Thus, "Pastor" Jimenez's virulently vile remarks against the Orlando victims and against LGBT individuals in general arise from complex internal and environmental conditions for which he can't rightly be blamed and for which he, therefore, shouldn't be despised and vindictively persecuted. Instead, we should feel compassion for him as a victim of those conditions even as we condemn his remarks.

But then how should this condemnation of his remarks play out? That is, how should we voice our condemnation, and what should we seek to accomplish with it?

I think this guy has amply proven himself unfit to be preaching the Christian gospel. But is that my call, as a non-Christian, to make? Should individual Christians and the Christian community as a whole take a public stand against this pastor's words and against his pastoral fitness the way many Christians say that all Muslims should publicly condemn all atrocities and hate speech coming from radical Muslims?

So far, I don't see any Christian uprising against this guy, and I'd be very surprised if I ever do. I asked one prominent Christian apologist in the GOD group what he thinks about this. He may surprise me, but I expect a tepid response from him at best.

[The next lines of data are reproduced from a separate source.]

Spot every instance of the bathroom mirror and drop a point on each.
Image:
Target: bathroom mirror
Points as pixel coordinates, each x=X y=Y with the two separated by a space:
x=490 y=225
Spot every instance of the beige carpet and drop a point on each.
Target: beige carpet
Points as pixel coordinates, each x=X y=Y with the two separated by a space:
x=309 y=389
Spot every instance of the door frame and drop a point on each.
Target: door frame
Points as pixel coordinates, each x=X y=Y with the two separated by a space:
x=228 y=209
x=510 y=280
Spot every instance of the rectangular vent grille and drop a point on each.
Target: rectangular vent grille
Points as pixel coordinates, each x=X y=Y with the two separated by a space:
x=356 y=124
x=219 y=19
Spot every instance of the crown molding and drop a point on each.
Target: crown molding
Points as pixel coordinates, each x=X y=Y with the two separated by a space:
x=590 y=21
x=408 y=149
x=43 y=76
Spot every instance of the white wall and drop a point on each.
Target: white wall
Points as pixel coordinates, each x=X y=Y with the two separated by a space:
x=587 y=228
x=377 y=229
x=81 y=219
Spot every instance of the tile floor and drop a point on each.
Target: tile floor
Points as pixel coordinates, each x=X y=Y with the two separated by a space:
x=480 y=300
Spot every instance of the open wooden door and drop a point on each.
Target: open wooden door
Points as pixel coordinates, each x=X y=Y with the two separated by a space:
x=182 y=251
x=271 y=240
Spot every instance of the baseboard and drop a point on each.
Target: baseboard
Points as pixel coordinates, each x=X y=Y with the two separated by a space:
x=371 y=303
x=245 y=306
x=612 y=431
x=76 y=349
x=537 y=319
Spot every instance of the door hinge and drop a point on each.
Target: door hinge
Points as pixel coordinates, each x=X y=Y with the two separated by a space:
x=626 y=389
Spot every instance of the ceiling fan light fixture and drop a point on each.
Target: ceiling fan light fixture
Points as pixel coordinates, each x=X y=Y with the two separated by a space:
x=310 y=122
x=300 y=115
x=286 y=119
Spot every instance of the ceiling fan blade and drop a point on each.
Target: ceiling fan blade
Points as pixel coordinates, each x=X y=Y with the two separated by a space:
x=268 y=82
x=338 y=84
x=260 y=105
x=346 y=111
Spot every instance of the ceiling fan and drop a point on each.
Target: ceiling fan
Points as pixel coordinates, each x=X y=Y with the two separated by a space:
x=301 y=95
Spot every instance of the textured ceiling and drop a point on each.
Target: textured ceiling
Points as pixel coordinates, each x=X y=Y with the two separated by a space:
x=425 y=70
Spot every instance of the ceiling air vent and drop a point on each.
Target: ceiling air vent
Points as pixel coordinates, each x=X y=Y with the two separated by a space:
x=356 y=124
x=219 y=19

Should the federal government, as some have suggested, revoke the tax-exempt status of Jimenez's church, and, if so, under what legal provisions?

I think individual Christians and the Christian community as a whole should condemn this man's virulent message of hate in the strongest terms. If they fail to do so, I'd consider them worse than remiss. I'd consider them enablers of malignant hatred in a Christian guise.

And who knows to what future acts of horrendous violence the propagation and perpetuation of such hatred could lead?